Southeast Asia had been one of the first destinations for
European adventurers en route to the East. Lured by the
riches of the Spice Islands (at the eastern end of presentday
Indonesia), European adventurers sailed to the area
in the early sixteenth century in the hope of establishing
contacts with societies in the area and seizing control of
the spice trade from Arab and Indian merchants. A century
later, the trade was fast becoming a monopoly of the
Dutch, whose sturdy ships and ample supply of capital
gave them a significant advantage over their rivals.

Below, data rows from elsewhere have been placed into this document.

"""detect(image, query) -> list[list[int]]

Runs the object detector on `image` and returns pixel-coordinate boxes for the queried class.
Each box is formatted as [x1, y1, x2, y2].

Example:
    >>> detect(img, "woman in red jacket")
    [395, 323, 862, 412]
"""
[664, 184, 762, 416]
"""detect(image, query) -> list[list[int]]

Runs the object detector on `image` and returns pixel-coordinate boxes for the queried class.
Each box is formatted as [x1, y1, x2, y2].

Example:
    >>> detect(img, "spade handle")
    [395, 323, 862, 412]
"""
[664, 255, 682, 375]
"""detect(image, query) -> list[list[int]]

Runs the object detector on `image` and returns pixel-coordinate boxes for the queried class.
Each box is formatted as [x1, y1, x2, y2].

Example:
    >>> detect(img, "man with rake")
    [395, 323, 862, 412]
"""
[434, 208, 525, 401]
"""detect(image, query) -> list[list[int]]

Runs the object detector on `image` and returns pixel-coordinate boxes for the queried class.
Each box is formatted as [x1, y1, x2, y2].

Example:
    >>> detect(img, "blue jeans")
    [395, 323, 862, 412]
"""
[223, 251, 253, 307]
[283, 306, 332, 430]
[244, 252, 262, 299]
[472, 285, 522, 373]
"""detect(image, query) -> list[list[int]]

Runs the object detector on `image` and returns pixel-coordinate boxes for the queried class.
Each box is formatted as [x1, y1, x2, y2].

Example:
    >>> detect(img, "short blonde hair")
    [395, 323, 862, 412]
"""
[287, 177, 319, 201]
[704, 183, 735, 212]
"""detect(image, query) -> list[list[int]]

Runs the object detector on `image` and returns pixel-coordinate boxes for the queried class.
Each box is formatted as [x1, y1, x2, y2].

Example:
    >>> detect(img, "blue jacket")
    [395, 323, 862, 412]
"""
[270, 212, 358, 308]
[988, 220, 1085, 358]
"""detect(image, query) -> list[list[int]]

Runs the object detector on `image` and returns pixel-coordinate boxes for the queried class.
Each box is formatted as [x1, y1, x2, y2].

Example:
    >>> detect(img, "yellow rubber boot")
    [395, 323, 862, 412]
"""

In 1800, only two societies in Southeast Asia were under
effective colonial rule: the Spanish Philippines and
the Dutch East Indies. The British had been driven out of
the Spice Islands trade by the Dutch in the seventeenth
century and possessed only a small enclave on the southern
coast of the island of Sumatra and some territory on
the Malay peninsula. The French had actively engaged in
trade with states on the Asian mainland but were eventually
reduced to a small missionary effort run by the Society
for Foreign Missions. The only legacy of Portuguese
expansion in the region was the possession of half of the
small island of Timor.
During the second half of the nineteenth century,
however, European interest in Southeast Asia grew rapidly,
and by 1900, virtually the entire area was under colonial
rule (see Map 2.1). The process began after the end
of the Napoleonic Wars, when the British, by agreement
with the Dutch, abandoned their claims to territorial possessions
in the East Indies in return for a free hand in the
Malay peninsula. In 1819, the colonial administrator
Stamford Raffles founded a new British colony on a small
island at the tip of the peninsula. Called Singapore (“City
of the Lion”), it had previously been used by Malay pirates
to raid ships passing through the Strait of Malacca. When
the invention of steam power enabled merchant ships to
save time and distance by passing through the strait
rather than sailing with the westerlies across the southern
Indian Ocean, Singapore became a major stopping point
for traffic to and from China and other commercial centers
in the region.
During the next few decades, the pace of European
penetration into Southeast Asia accelerated. At the beginning
of the nineteenth century, the British had sought
and received the right to trade with the kingdom of
Burma. A few decades later, the British took over the entire
country and placed it under the colonial administration
in India.
The British advance into Burma was watched nervously
in Paris, where French geopoliticians were ever
anxious about British operations in Asia and Africa. The
French still maintained a clandestine missionary organization
in Vietnam despite harsh persecution by the local
authorities, who viewed Christianity as a threat to internal
stability. In 1857, the French government decided to
force the Vietnamese to accept French protection to prevent
the British from obtaining a monopoly of trade in
South China. A naval attack launched a year later was
not a total success, but the French eventually forced the
Vietnamese court to cede territories in the Mekong River
delta. A generation later, French rule was extended over
the remainder of the country. By the end of the century,
French seizure of neighboring Cambodia and Laos had
led to the creation of the French-ruled Indochinese
Union.
With the French conquest of Indochina, Thailand was
the only remaining independent state on the Southeast
Asian mainland. During the last quarter of the century,
British and French rivalry threatened to place the Thai,
too, under colonial rule. But under the astute leadership
of two remarkable rulers, King Mongkut (familiar to millions
in theWest as the king in The King and I) and his son
King Chulalongkorn, the Thai sought to introduceWestern
learning and maintain relations with the major Euro-
pean powers without undermining internal stability or
inviting an imperialist attack. In 1896, the British and the
French agreed to preserve Thailand as an independent
buffer zone between their possessions in Southeast Asia.
The final piece of the colonial edifice in Southeast
Asia was put in place in 1898, when U.S. naval forces under
Commodore George Dewey defeated the Spanish
fleet in Manila Bay. PresidentWilliam McKinley agonized
over the fate of the Philippines but ultimately decided
that the moral thing to do was to turn the islands into an
American colony to prevent them from falling into the
hands of the Japanese. In fact, the Americans (like the
Spanish before them) found the islands convenient as a
jumping-off point for the China trade (see Chapter 3).
Not all Filipinos were pleased to be placed under U.S.
tutelage. Led by Emilio Aguinaldo, guerrilla forces fought
bitterly against U.S. troops to establish their independence
from both Spain and the United States. But America’s
first war against guerrillas in Asia was a success, and
the resistance collapsed in 1901. President McKinley had
his stepping-stone to the rich markets of China.